Argon gas permeability was measured by the pore pressure oscillation technique through an open fracture parallel to lamination of sample 4.
| Effective pressure (MPa) | 5 | 15 | 25 | 35 | 45 |
|---|---|---|---|---|---|
| test 1 (m2) | 1.4 × 10−18 | 7.8 × 10−19 | |||
| test 2 (m2) | 1.9 × 10−18 | 6.3 × 10−19 | 2.5 × 10−19 | ||
| test 3 (m2) | 4.7 × 10−19 | 2.2 × 10−19 | 7.4 × 10−20 | 1.6 × 10−20 | |
| test 4 (m2) | 1.1 × 10−19 | 4.4 × 10−20 | 1.8 × 10−20 | 4.0 × 10−21 |
Measurements were taken continuously while the confining pressure was increased at 10 MPa increments from 10 MPa to 50 MPa. Pore pressure was set at 5 MPa with a 1 MPa oscillation amplitude at 1 hour wavelengths. The sample was left in the apparatus overnight at 5 MPa effective pressure between tests 1, 2 and 3. The sample was extracted from the apparatus after test 3 and reloaded for a 4th test.
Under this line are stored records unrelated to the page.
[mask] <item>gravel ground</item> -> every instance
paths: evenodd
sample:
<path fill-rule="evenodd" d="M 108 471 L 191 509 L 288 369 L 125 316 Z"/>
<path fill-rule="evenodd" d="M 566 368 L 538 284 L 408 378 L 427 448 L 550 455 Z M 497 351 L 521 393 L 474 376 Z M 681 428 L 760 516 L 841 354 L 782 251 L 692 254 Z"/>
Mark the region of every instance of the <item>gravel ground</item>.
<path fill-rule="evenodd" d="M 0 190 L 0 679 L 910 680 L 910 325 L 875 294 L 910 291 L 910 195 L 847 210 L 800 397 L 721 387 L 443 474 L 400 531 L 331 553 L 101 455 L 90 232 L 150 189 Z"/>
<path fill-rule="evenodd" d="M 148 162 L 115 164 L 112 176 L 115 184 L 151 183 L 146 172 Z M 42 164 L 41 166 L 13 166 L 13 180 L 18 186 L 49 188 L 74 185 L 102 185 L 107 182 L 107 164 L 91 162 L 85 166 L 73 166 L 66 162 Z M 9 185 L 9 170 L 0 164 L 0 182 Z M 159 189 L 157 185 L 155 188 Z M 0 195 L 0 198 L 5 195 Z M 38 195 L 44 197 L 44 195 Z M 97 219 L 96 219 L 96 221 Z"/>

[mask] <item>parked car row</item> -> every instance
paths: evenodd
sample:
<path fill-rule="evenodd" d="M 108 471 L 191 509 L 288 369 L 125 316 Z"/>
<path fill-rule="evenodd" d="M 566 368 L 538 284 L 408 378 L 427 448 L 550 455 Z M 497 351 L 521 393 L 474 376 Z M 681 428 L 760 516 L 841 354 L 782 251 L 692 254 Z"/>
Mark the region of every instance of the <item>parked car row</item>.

Figure 4Two-dimensional fracture analyses using FracPaQ[58]. Clay-rich layer (a) and silt-rich layer (b) from sample 2 with X-ray CT image overlain with FracPaQ image analyses from binary porous phase image. Orientation rose diagram (c,d) and length versus angle (e) results for each layer (clay-rich layer = green; silt-rich layer = blue).
Figure 5TauFactor[48] three-dimensional tortuosity factor analyses. Detailed results are provided in the supplementary material (Table S1). (a) Section of binary volume (black = porous volume; white = non-porous volume) in a schematic of tortuosity factor analysis with constant base axes and increasing the unit length of the test axis at 10% proportions. (b) Plot of average tortuosity factors for nano- and micro-CT volumes. (c) Porous phase volume percent comparison from 3 to 20% using the nano-CT volume along the bedding-parallel axes. Red star at the end of 3 and 5% tests is the point at which the computation failed. (d–g) Stacked 3D image of modelled interconnected pathways through clay-rich layer at micro- and nano-scale.
Figure 6Permeability hierarchy of shale gas wells from well to clay minerals. (a) Well access (k1) to shale gas reservoir with stimulated hydro-fracture network. (b) Propped (k2) and unpropped (k3) fracture network connected to well with mm-scale pore distribution background from QEMSCAN results. (c) Inter-fracture lamination and mineral-scale fabric-controlled permeability (k4&5) with micron-scale pore distribution background from QEMSCAN results and mineral distribution scans from micro-CT results.